盼望着,年终于来了。农历除夕日,鞭炮声此起彼伏,这是年在敲门呢。我们立马换上新衣服,不顾天气寒冷,走街串巷,故意往人多的地方凑。记住啊,流鼻涕时不能用袖子抹,这是新衣服。寒冷中,我们的脸一起红彤彤,像喜庆的灯笼。
守岁是个传统的仪式。鞭炮放过了,年夜饭吃过了,坐着滚烫的火炕,和重重困意抗争,最后……醒来时已是新年的清晨。正月,农历的第一个月份,又名孟春、端月、新月、开岁等等。我只知道此月是正月,是年的延伸。 乡土气息浓郁的娱乐只有在正月最为活跃,是乡亲们忙碌一年后的精神盛宴。正月又像密封的烧酒,在舒展的时光中和乡亲们溺爱的回味中缓缓开封,向人间吐露馨香醉人的气息。

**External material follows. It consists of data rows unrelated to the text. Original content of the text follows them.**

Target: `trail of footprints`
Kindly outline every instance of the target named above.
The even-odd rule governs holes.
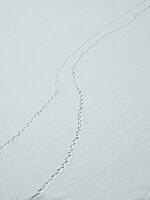
[[[82,47],[84,47],[89,41],[93,40],[97,35],[99,35],[103,30],[105,30],[107,27],[109,27],[110,25],[112,25],[113,23],[117,22],[118,20],[120,20],[122,17],[124,17],[125,15],[127,15],[129,12],[131,12],[133,9],[135,9],[137,6],[139,6],[140,4],[145,3],[146,0],[139,2],[138,4],[136,4],[134,7],[130,8],[129,10],[127,10],[125,13],[123,13],[121,16],[119,16],[118,18],[116,18],[115,20],[113,20],[112,22],[108,23],[105,27],[103,27],[103,29],[101,29],[100,31],[98,31],[97,33],[93,34],[90,38],[88,38],[85,42],[83,42],[80,47],[75,50],[70,56],[68,56],[66,58],[66,60],[63,62],[63,64],[60,66],[60,68],[58,69],[56,76],[55,76],[55,91],[54,94],[51,96],[50,99],[47,100],[47,102],[32,116],[32,118],[29,120],[29,122],[23,127],[22,130],[20,130],[15,136],[13,136],[10,140],[8,140],[6,143],[2,144],[0,146],[0,153],[2,153],[2,150],[7,147],[9,144],[12,144],[17,138],[19,138],[25,131],[26,129],[33,123],[33,121],[39,117],[39,115],[49,106],[49,104],[51,103],[51,101],[53,101],[57,95],[60,93],[60,88],[59,88],[59,74],[62,71],[62,69],[65,67],[65,65],[67,64],[67,62],[76,54],[78,54],[80,52],[80,50],[82,49]],[[72,79],[73,79],[73,83],[75,86],[75,89],[78,93],[79,96],[79,109],[78,109],[78,114],[77,114],[77,129],[75,132],[75,136],[72,140],[72,143],[69,147],[68,153],[64,158],[64,161],[60,164],[60,166],[56,169],[56,171],[50,175],[50,177],[45,181],[45,183],[37,190],[37,192],[31,196],[30,198],[27,198],[26,200],[44,200],[44,196],[43,193],[44,191],[48,188],[48,186],[50,185],[50,183],[56,178],[57,175],[59,175],[62,170],[68,166],[71,157],[73,156],[73,151],[75,149],[75,146],[77,145],[81,133],[83,131],[83,109],[84,109],[84,96],[80,87],[80,84],[78,82],[78,78],[77,78],[77,72],[76,72],[76,68],[80,62],[80,60],[93,48],[95,47],[100,41],[106,39],[108,36],[113,35],[114,33],[130,26],[131,24],[133,24],[135,22],[135,20],[137,19],[138,16],[140,16],[141,14],[143,14],[146,10],[148,10],[150,8],[150,5],[145,7],[144,9],[138,11],[134,17],[127,23],[119,26],[118,28],[107,32],[106,34],[104,34],[102,37],[98,38],[97,40],[95,40],[92,45],[90,45],[86,50],[82,51],[82,53],[79,54],[77,60],[75,61],[73,67],[72,67]],[[135,197],[136,198],[136,197]],[[24,199],[25,200],[25,199]],[[50,198],[49,200],[63,200],[61,198]],[[66,200],[71,200],[71,199],[66,199]],[[136,199],[133,200],[150,200],[150,196],[148,197],[137,197]]]

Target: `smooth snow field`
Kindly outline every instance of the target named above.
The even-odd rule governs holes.
[[[150,200],[150,0],[0,0],[0,153],[0,200]]]

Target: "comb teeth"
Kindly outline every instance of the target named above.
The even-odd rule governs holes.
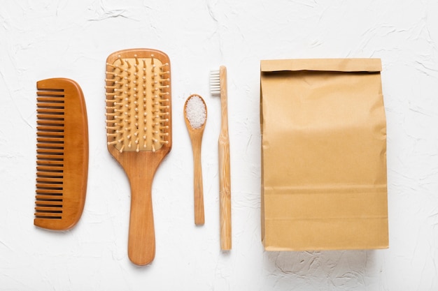
[[[37,91],[36,218],[62,219],[64,194],[64,94]]]
[[[123,151],[155,151],[169,142],[170,72],[154,57],[120,55],[106,64],[108,144]]]

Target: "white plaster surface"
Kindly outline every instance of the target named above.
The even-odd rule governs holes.
[[[105,60],[126,48],[167,53],[173,148],[155,176],[157,253],[128,260],[129,187],[106,149]],[[378,57],[388,123],[390,248],[265,252],[260,241],[260,61]],[[228,68],[233,248],[220,251],[220,100]],[[90,171],[71,230],[33,225],[36,82],[75,80],[85,94]],[[193,221],[185,98],[208,107],[206,223]],[[1,290],[438,290],[438,1],[31,1],[0,8]],[[285,149],[287,150],[287,149]]]

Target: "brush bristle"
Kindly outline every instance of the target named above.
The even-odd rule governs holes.
[[[210,94],[220,95],[220,73],[219,70],[210,72]]]
[[[169,142],[169,64],[134,54],[106,65],[108,146],[120,153],[158,150]]]

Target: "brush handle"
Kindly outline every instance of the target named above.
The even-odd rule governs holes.
[[[219,199],[220,248],[231,250],[231,179],[229,166],[229,137],[228,135],[228,104],[227,68],[219,69],[220,83],[221,124],[219,135]]]
[[[152,207],[154,173],[139,170],[128,174],[131,185],[131,211],[128,234],[128,256],[137,265],[151,262],[155,256],[155,234]]]

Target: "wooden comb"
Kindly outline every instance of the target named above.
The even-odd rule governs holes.
[[[65,230],[79,221],[88,175],[88,125],[75,81],[36,82],[36,195],[34,224]]]
[[[115,52],[106,82],[108,149],[131,186],[128,256],[144,265],[155,255],[152,183],[171,147],[170,61],[155,50]]]

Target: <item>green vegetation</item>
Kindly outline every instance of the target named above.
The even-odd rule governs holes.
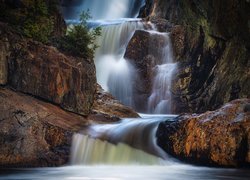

正月初一,日历牌上注明“春节”,又被称为“元日”。“元”是开始的意思,“日”代表天,元日就是农历新年的第一天。不管这些,我们就叫“大年初一”,更贴近孩子的需要。进入正月,一些好玩的,包括吃喝才刚刚开始享用。大年初一像是发布一个指令,如“开始吧!”。什么开始?当然是娱乐,意思“好好玩儿吧。”正月里扭秧歌、舞龙、舞狮,五彩缤纷的秧歌队走街串巷,不落下一个胡同,欢快的锣鼓叮叮咚咚,龙腾狮舞,人们纷纷扬起笑脸。秧歌是民间艺术最为智慧的一种,让人极易接受,不扭捏。看吧,关云长和唐僧师徒一路杂耍;黑脸的张飞和白脸的曹操对扭,像穿越。秧歌队里总有几个小小的身影,飞快地跑来跑去,就像快乐的天使。正月酣畅之处还要唱上几台大戏,家乡人称为“大口落子”,是乡戏的一种。孩子们最不喜欢的就是看戏,被大人拽着,抓耳挠腮像一个猴子。台上咿咿呀呀,台下我们犯困,看人都重影。
玩起来时间过得真快呀!正月十五瞬间来到眼前。元宵节辽西称为“灯节”,是年最后的狂欢。家乡习俗在这一天挂花灯、放花炮、扭地蹦、撒灯、跑黄河阵。我们跑到野地,点燃篝火,撇点着火的笤帚疙瘩,比赛看谁扔得高,扔得远,脸上乌漆麻黑,十分快活。耍过花灯后,红红火火的年落下了帷幕。我们看到墙根聚积的鞭炮碎屑;星崩听到炮仗的钝响;鼻腔徘徊着硝烟味儿;门框门楣上的春联、挂钱依然鲜艳……
我站在街口默默地发呆,春联鲜红,字很黑。衣兜里还装着没舍得放的鞭炮,像等待什么。可是,下一个年,对于小小少年,是那样的漫长。